Farmer's son invents zero-electricity water purifier, gets it patented
India is reeling under a severe water crisis in its history with the country ranking at 120 out of 122 countries in the quality of water.
Ratlam: India is reeling under a severe water crisis in its history with the country ranking at 120 out of 122 countries in the quality of water.
As per a report by Niti Aayog, by 2020, as many as 21 major cities of India will run out of water and face 'Day Zero'- a term which means turning off the entire city's tap for a day.
Such is the story of a village in Ratlam in Madhya Pradesh, which has been hit by severe drought over the past few years.
Jitender Chawdhary, belonging to a family of farmers, witnessed the acute water scarcity in his village Dengamal in Ratlam district.
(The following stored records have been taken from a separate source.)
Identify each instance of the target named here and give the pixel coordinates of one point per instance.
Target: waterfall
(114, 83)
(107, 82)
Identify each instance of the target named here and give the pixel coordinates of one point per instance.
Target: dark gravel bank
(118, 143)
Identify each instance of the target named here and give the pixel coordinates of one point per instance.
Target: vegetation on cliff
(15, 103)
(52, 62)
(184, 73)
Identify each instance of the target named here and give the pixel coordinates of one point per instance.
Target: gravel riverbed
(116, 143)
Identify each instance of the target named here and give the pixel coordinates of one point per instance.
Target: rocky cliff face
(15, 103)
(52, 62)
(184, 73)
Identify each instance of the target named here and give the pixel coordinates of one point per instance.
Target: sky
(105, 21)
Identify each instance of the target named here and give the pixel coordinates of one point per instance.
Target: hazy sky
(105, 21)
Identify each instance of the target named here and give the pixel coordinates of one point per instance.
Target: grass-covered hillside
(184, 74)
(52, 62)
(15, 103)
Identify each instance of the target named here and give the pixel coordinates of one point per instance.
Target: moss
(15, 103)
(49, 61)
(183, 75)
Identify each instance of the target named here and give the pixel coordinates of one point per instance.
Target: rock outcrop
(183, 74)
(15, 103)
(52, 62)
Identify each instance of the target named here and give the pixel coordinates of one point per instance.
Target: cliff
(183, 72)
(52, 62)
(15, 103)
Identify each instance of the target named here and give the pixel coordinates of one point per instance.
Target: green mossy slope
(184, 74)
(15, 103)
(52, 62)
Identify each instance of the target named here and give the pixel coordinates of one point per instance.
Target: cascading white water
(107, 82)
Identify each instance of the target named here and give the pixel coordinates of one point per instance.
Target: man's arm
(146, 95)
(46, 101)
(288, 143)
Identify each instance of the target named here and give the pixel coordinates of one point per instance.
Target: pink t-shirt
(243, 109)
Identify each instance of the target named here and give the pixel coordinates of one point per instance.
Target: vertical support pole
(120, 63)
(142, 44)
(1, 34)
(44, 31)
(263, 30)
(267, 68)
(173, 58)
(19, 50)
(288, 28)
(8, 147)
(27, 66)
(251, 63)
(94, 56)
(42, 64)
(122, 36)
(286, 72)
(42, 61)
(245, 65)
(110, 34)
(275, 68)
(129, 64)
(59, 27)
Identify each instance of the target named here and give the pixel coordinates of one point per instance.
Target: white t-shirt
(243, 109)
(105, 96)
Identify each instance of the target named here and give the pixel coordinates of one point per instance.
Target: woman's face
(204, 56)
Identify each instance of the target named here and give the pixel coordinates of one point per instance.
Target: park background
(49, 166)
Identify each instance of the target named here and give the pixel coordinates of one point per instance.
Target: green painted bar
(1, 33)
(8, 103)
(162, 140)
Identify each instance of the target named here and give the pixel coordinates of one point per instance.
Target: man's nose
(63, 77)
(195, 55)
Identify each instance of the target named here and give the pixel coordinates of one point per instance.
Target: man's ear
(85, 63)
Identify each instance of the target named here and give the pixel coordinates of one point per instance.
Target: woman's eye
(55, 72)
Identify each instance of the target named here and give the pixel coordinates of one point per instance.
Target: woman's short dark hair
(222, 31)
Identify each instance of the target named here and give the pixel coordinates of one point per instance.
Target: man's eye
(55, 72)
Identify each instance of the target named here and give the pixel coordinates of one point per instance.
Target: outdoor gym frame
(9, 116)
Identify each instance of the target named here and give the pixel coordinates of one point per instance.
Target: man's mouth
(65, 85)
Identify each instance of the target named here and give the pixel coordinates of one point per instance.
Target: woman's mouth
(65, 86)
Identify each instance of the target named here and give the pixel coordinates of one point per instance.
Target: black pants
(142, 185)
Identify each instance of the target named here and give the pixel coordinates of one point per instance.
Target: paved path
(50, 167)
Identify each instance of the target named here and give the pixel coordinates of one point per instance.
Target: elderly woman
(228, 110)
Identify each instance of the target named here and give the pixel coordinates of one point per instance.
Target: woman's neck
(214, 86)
After finishing his engineering from MIT Ujjain, Jitender sought to find a solution to the jarring water crisis as "water could only be reused or recycled, but not manufactured".
As a solution, Jitender invented a low-cost water purifier named 'Shuddham' that could purify up to 500 litres of dirty water per day and make it suitable for all household purposes other than drinking or cooking and consumed no electricity.
'Shuddham' is operated manually and can recycle up to 90,000 litres of water in six months, after which the filtering granules need to be replaced for better efficiency.
The water purifier is built at a cost of Rs 7,000, and has the maintenance cost as low as Rs 500-700 per year.
Jitender had filed for a patent of the purifier to make it a commercially viable option. Recently, he procured the patent and is finally able to put his invention on sale.
After gaining the patent, Jitender has received bulk orders from several big companies. In states like Rajasthan and Uttrakhand, the purifier's filtration plants have also been set up.